Venereal Diseases in New Zealand (1922) eBook

This eBook from the Gutenberg Project consists of approximately 83 pages of information about Venereal Diseases in New Zealand (1922).

Venereal Diseases in New Zealand (1922) eBook

This eBook from the Gutenberg Project consists of approximately 83 pages of information about Venereal Diseases in New Zealand (1922).

The Committee recommend that the serving of notices, &c., under these sections be done by officers of the Health Department and not by the police.  They also recommend that all proceedings taken under any Act having reference to venereal diseases should be heard in private unless the defendant applies for a hearing in open Court.

With regard to the effects of the actual operation of notification, examination, and isolation, the Commissioner of Public Health for West Australia, under date 25th August, 1922, advises the Committee that there is an increase in the number of cases attending public clinics, and that this is regarded not as evidence of increased incidence, but of increased interest and appreciation of early treatment by those suffering from the diseases.

SECTION 7.—­MARRIAGE CERTIFICATE OF HEALTH.
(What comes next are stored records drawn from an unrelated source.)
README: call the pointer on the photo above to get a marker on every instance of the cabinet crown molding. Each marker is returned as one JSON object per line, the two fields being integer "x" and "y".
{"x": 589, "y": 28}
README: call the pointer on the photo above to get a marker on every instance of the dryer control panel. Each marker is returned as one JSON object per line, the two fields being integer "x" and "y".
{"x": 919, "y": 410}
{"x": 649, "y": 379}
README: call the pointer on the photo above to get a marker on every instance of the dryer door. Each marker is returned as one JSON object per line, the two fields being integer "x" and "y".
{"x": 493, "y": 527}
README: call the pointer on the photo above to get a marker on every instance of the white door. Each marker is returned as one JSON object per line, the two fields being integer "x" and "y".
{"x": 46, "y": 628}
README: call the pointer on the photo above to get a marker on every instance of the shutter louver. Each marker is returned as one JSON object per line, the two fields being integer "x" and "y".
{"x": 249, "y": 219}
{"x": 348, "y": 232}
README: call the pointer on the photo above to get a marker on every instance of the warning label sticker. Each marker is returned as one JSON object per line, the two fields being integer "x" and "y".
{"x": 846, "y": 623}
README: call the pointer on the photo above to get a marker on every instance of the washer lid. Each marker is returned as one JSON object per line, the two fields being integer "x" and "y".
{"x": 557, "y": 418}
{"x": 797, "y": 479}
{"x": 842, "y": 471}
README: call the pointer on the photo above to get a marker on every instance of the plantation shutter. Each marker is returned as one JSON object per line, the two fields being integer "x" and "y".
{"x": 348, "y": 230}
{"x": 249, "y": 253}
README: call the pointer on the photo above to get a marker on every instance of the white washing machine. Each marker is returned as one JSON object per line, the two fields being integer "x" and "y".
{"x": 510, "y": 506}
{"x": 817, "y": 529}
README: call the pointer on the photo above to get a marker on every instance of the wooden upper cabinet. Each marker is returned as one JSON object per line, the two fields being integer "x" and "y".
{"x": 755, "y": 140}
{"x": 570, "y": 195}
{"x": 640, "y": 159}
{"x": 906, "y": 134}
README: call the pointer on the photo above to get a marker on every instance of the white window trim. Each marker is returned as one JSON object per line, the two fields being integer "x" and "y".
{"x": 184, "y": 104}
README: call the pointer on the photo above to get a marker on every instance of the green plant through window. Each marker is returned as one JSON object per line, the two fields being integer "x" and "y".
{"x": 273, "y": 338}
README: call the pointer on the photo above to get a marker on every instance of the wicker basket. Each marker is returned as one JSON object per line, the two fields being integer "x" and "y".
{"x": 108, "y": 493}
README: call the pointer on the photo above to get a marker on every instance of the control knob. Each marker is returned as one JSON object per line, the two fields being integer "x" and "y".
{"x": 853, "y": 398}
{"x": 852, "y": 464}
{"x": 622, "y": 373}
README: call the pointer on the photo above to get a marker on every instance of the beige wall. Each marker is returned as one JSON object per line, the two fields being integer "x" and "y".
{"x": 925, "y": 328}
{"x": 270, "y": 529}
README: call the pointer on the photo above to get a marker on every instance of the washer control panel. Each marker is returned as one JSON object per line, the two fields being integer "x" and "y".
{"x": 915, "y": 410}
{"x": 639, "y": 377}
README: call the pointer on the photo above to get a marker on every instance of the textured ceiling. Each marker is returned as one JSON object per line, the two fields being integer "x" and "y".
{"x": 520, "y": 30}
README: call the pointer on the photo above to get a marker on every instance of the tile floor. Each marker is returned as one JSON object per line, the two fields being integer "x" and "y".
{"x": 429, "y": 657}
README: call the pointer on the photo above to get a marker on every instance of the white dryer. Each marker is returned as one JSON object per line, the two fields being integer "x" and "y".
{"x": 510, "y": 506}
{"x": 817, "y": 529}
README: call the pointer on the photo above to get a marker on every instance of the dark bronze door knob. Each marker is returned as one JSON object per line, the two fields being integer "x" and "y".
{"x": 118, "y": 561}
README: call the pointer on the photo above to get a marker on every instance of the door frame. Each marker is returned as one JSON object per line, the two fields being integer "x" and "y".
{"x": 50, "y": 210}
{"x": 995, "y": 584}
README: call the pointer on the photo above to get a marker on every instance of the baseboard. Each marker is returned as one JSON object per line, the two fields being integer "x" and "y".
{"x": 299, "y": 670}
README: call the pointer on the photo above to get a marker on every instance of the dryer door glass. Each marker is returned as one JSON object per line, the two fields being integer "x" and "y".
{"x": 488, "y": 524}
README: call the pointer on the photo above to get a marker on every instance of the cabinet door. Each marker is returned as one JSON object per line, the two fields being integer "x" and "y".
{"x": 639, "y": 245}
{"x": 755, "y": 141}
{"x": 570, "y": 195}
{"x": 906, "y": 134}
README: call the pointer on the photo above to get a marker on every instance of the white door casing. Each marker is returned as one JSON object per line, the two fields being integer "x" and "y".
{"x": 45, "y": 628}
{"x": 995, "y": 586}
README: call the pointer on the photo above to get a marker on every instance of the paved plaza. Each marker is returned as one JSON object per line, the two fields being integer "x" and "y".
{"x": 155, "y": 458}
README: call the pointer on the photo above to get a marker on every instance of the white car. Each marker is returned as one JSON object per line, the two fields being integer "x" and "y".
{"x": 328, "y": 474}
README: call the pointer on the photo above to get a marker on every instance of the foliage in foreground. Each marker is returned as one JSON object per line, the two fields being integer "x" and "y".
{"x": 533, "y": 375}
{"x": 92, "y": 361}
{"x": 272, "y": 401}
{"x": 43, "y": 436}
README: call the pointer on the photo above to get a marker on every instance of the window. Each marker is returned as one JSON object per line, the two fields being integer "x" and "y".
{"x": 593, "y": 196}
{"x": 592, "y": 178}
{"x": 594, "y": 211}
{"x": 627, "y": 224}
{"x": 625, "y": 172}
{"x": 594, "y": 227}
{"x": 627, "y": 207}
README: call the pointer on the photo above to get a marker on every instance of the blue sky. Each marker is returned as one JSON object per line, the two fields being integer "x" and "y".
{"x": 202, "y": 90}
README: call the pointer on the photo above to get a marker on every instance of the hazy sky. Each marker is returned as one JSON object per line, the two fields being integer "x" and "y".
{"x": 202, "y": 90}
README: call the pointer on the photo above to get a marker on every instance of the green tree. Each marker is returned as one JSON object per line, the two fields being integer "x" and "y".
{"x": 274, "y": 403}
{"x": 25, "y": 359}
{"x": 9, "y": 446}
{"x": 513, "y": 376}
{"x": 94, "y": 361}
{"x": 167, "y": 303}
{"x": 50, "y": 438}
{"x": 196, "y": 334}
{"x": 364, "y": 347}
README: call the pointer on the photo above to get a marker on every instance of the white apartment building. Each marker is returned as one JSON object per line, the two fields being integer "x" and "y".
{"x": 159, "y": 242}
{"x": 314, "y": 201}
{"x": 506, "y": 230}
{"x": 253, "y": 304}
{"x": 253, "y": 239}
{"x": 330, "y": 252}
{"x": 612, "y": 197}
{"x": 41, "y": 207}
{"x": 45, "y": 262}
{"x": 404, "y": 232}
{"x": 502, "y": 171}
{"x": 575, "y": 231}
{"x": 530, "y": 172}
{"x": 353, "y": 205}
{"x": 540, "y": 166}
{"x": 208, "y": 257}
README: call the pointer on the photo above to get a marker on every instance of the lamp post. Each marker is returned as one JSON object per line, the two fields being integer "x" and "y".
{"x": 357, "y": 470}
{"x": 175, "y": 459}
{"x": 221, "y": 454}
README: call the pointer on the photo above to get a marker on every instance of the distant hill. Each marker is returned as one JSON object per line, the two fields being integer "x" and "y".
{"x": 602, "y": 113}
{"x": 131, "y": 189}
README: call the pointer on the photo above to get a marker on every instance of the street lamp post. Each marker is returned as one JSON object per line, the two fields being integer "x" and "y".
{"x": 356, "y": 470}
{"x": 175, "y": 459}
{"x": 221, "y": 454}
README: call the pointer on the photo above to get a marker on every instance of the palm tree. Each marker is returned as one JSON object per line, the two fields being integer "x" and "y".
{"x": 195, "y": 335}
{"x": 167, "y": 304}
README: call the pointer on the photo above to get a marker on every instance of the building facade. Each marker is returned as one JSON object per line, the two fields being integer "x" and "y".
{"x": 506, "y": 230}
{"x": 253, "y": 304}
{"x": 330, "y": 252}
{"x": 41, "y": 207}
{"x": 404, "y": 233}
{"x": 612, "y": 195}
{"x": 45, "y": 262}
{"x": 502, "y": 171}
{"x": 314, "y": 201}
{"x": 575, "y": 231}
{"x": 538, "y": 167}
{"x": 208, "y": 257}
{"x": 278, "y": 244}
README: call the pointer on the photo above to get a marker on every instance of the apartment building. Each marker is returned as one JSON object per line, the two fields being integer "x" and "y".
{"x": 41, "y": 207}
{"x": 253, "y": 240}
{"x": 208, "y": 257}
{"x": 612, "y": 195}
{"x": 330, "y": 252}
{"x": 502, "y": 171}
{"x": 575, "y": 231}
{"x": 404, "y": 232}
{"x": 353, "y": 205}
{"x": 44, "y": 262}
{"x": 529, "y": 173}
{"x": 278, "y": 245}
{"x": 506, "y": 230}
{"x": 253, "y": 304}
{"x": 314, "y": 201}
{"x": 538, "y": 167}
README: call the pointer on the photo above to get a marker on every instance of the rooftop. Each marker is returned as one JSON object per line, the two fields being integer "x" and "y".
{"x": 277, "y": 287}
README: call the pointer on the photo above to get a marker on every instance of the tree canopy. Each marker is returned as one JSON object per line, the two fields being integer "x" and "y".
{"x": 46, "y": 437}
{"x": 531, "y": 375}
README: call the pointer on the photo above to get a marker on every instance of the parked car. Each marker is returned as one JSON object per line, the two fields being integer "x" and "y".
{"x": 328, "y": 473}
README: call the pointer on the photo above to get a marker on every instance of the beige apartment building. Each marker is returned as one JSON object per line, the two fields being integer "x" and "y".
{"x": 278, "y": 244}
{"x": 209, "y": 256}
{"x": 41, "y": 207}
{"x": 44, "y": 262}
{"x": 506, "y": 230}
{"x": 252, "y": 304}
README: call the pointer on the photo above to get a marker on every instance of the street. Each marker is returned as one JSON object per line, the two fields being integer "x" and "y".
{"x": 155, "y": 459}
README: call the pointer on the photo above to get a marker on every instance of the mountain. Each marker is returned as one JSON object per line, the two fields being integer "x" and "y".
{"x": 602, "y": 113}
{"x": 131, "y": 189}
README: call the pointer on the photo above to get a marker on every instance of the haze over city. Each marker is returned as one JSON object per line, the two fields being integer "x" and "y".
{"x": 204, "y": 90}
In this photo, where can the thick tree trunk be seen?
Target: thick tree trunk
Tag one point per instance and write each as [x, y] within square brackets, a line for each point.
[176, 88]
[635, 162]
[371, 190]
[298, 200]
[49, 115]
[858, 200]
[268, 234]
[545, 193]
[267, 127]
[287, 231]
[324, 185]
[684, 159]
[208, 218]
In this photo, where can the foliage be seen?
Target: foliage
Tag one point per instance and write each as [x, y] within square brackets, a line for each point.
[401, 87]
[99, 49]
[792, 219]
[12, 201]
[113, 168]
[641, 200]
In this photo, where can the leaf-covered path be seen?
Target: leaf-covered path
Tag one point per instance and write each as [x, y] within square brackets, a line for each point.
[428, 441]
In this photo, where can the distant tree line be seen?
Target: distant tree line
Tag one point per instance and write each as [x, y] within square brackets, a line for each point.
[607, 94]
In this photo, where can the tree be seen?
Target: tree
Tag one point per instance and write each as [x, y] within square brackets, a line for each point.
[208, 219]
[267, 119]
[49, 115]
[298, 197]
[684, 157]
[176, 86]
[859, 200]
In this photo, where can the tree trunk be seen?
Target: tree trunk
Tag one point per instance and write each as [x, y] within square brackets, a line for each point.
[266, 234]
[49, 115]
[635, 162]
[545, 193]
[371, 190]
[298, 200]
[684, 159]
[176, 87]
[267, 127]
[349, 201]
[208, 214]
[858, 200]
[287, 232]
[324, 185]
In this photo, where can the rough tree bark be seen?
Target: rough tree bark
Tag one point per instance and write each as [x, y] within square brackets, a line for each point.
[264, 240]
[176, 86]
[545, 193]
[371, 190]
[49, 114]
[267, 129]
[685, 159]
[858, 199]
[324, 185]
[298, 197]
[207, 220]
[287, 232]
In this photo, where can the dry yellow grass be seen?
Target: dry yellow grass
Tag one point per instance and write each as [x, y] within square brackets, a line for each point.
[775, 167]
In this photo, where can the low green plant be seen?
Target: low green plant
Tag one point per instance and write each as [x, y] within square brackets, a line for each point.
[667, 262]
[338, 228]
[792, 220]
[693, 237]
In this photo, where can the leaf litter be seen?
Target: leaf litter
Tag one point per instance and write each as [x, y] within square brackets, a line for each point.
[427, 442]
The Royal Commission on Venereal Disease reported that there was a vast amount of ignorance as to the dangers arising from the sexual intercourse of married persons one of whom had previously to the marriage contracted syphilis or gonorrhoea.  The effect upon the birth-rate, and the misery caused during married life, and in many cases to the offspring who survive, as they pointed out, are most serious, and the fact that the actual cause of the trouble often remains unknown and unrecognized prevents the calamity from serving the purpose of example or warning.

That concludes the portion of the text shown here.